交通事故で過失割合9対0とは?全額補償が可能なケースと注意点を解説

 2026-04-03    31  

交通事故の示談交渉において、過失割合が9対0になった場合、多くの被害者は「これで安心だ」「全額賠償される」と考えるのが一般的です,私が交通事故弁護士として業務を行う中でも、9対0の過失割合は被害者にとって最も望ましい結果の一つです。しかし、過失割合が9対0だからといって、即座に満足すべき数字が現れるわけではありません。この記事では、過失割合が9対0になった時の補償の仕組みや、実際に注意すべきポイントについて詳しく解説します。

過失割合9対0の意味とは まず、9対0という数字が持つ法律上の意味を理解する必要があります。これは、加害者(相手方)に事故の全責任があることを示しており、被害者(ご本人)には一切の過失がないことを意味します,民事的には加害者100%、被害者0%という状態です。これにより、自賠責保険や任意保険を通じて、被害者に対して100%の補償を行う義務が生じます。

交通事故で過失割合9対0とは?全額補償が可能なケースと注意点を解説

9対0だからといって「すぐに取り返せる」わけではない 9対0の過失割合が決まったからといって、即座に示談成立や支払いが完了するわけではありません。なぜなら、補償の内容(具体的な金額)についての交渉がまだ残っているからです,過失割合は事故の責任の割合を決めるものであり、どれくらいの金額を支払うかを決めるものではありません。したがって、以下の項目についての詳細な確認と交渉が必要となります。

補償される項目と注意点 9対0の過失割合で請求できる主な補償項目は以下の通りです。しかし、これらの金額を決定する際に、加害者側(保険会社)との微妙な駆け引きが発生することがあります。
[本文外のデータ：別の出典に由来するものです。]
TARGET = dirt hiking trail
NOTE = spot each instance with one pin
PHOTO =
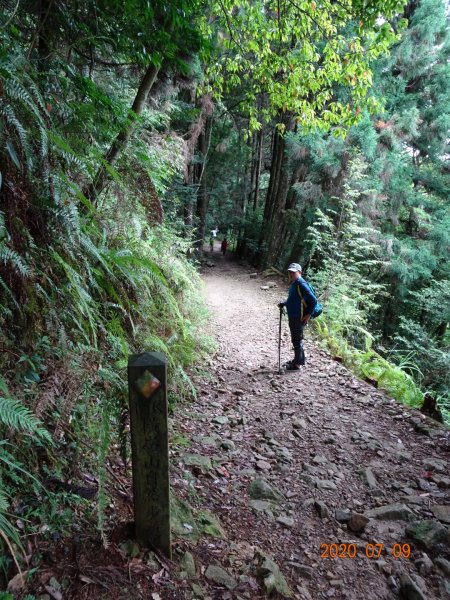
(324, 486)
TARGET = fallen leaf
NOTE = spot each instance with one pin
(53, 592)
(17, 582)
(85, 579)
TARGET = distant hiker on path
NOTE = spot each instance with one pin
(224, 246)
(299, 305)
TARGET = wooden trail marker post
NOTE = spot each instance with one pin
(147, 378)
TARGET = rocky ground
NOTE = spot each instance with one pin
(325, 487)
(309, 484)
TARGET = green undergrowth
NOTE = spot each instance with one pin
(368, 364)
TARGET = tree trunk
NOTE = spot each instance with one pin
(277, 193)
(123, 137)
(204, 140)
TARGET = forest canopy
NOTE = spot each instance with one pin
(307, 131)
  • 医療費: 実際にかかった費用全額が支払われます。ただし、適正な範囲を超える費用や、治療に無理な入院を行った場合などは、保険会社が減額請求してくる可能性があります。
  • 休業損害(通院による給与減少): 9対0であれば、仕事を休んだことによる減収分は全額請求できます。しかし、入院していない日や、通院日に仕事を休まなくてはならなかった場合など、その証明が必要です,保険会社は「仕事を休まなくてもよかったのではないか」と主張して減額交渉を行うことがあります。
  • 入通院慰謝料: 過失割合が9対0であれば、100%の金額が支払われます。ただし、精神的苦痛の程度や通院期間、怪我の重症度に応じて金額が変動します。
  • 後遺障害: 9対0であっても、後遺障害等級認定があれば、その等級に応じた慰謝料が支払われます。これは過失割合に関係なく認定されるため、9対0であることは有利に働きます。

精神慰謝料の請求について 最も重要なポイントの一つが「精神慰謝料」の請求です,過失割合が9対0の場合、加害者側の不法行為が100%であるため、被害者側の精神的苦痛に対する慰謝料を請求する余地が非常に広いです。しかし、裁判所の基準では、過失割合が完全に相手方にある場合でも、慰謝料の金額には上限が設定されている場合があります。ただし、弁護士が交渉を行うことで、裁判所基準より高い金額を提示させることは十分に可能です。

9対0案件での弁護士の役割 過失割合が9対0という好条件がついたからといって、安易に示談書にサインしてしまうと、後で損をする可能性があります,弁護士の介入は、以下のような点で大きなメリットがあります。

  • 適正な金額の提示: 保険会社は、9対0であることを利用して、慰謝料を低く抑えようとすることがあります,弁護士は経験に基づき、適正な相場を知っているため、被害者の権利を守った上で最高額の示談を引き出します。
  • 入院期間の交渉: 「退院すべきだったのに無理に長期入院していた」などの主張を防ぐため、必要な治療期間を証明します。
  • 示談交渉の回避: 9対0であれば、早期に解決させることが可能ですが、被害者にとって納得のいく金額になっているかを最終確認します。

結論 交通事故で過失割合が9対0になったことは、事故処理において大きな勝機です。しかし、この勝機を確実に手に入れるためには、過失割合の数字だけでなく、その後の補償内容についてのしっかりとした交渉が必要です,過失割合9対0という状況を最大限に活かし、被害者様が本来受け取るべき権利をしっかりと確保するために、専門家である弁護士への相談を強くお勧めいたします。